The following tasks are performed on BOTH nodes to set up the DRBD resource and start the DRBD service. (You should be prepared to perform these tasks at the same time, so that the peers locate each other when you start the DRBD service.)

[root@master1 ~]# echo “/dev/drbd0 /hadoop     ext3     defaults,noauto     0 0″ >> /etc/fstab
[root@master1 ~]# mkdir /hadoop
[root@master1 ~]# yes | drbdadm create-md r0
[root@master1 ~]# service drbd start

Tip: If the destination partition or disk that you are using for your DRBD volume previously had a file system created on it, you may receive a warning like the following one:

Command ‘drbdmeta /dev/drbd0 v08 /dev/sda4 internal create-md’ terminated with exit code 40
drbdadm aborting

If this is the case, try zeroing the destination partition disk with dd:

[root@master1 ~]# dd if=/dev/zero of=/dev/sda4

After the process is started, the following two commands should be run on the PRIMARY server ONLY:

[root@master1 ~]# drbdadm — –overwrite-data-of-peer primary r0
[root@master1 ~]# mkfs.ext3 /dev/drbd0
[root@master1 ~]# mount /hadoop

It will take some time to synchronize based on the size of the disk and the “syncer” rate defined in your drbd.config. You can check the status of this process from /proc/drbd:

[root@master1 ~]# cat /proc/drbd
version: 8.2.6 (api:88/proto:86-88)
GIT-hash: 3e69822d3bb4920a8c1bfdf7d647169eba7d2eb4 build by buildsvn@c5-x8664-build, 2008-10-03 11:30:17
0: cs:SyncSource st:Primary/Secondary ds:UpToDate/Inconsistent C r—
ns:18440304 nr:0 dw:27072452 dr:18511901 al:11746 bm:12767 lo:14 pe:12 ua:246 ap:1 oos:84438604
[==>.................] sync’ed: 18.0% (82459/100465)M
finish: 0:14:31 speed: 96,904 (77,472) K/sec


[root@master1 ~]# cat /proc/drbd
version: 8.2.6 (api:88/proto:86-88)
GIT-hash: 3e69822d3bb4920a8c1bfdf7d647169eba7d2eb4 build by buildsvn@c5-x8664-build, 2008-10-03 11:30:17
0: cs:Connected st:Primary/Secondary ds:UpToDate/UpToDate C r—
ns:196492540 nr:0 dw:195994668 dr:3687117 al:1355324 bm:68 lo:0 pe:0 ua:0 ap:0 oos:0

5. Install Hadoop RPMs from Cloudera

We used the web-based configurator provided by Cloudera (https://my.cloudera.com/), which builds an RPM containing repos for your custom configuration and the rest of their distribution. The resulting RPM is then installed on BOTH master nodes.

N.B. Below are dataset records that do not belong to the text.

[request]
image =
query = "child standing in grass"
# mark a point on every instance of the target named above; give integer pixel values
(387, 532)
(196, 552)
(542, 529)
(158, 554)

Important Note: When we defined the hostname in the web-based configurator, we gave the name of the shared virtual hostname that is bound to the VIP as described earlier.

[root@master1 ~]# rpm -ivh cloudera-repo-0.1.0-1.noarch.rpm

Since we’re only installing the master nodes, we skip the datanode and tasktracker RPMs on these hosts:

[root@master1 ~]# yum -y install hadoop hadoop-conf-pseudo hadoop-jobtracker \
> hadoop-libhdfs.x86_64 hadoop-namenode hadoop-native.x86_64 hadoop-secondarynamenode

After this, we install our custom-generated Hadoop config from an RPM named hadoop-conf- plus the cluster name and hostname that we defined in the config generator:

[root@master1 ~]# yum -y install hadoop-conf-prod-hadoop.domain.com
[root@master1 ~]# alternatives –display hadoop
hadoop – status is auto.
link currently points to /etc/hadoop/conf.prod-hadoop.domain.com
/etc/hadoop/conf.empty – priority 10
/etc/hadoop/conf.pseudo – priority 30
/etc/hadoop/conf.prod-hadoop.domain.com – priority 60
Current `best’ version is /etc/hadoop/conf.prod-hadoop.domain.com.

We also disable automatic startup of the Hadoop processes on the node since they will be managed by the Heartbeat package:

[root@master1 ~]# chkconfig hadoop-namenode off
[root@master1 ~]# chkconfig hadoop-secondarynamenode off
[root@master1 ~]# chkconfig hadoop-jobtracker off

On the primary server only, we must start the namenode for the first time and format HDFS:

[root@master1 ~]# chown -R hadoop:hadoop /hadoop
[root@master1 ~]# /sbin/runuser -s /bin/bash – hadoop -c ‘hadoop namenode -format’

Finally, dismount the DRBD volume mounted at /hadoop since it will be brought online through Heartbeat:

[root@master1 ~]# umount /hadoop

6. Configure Heartbeat

There are many options available for the Heartbeat configuration. Here, we attempt to show only the basics. While this example should work in most cases, you may wish to extend the configurations to take advantage of other features that the package provides.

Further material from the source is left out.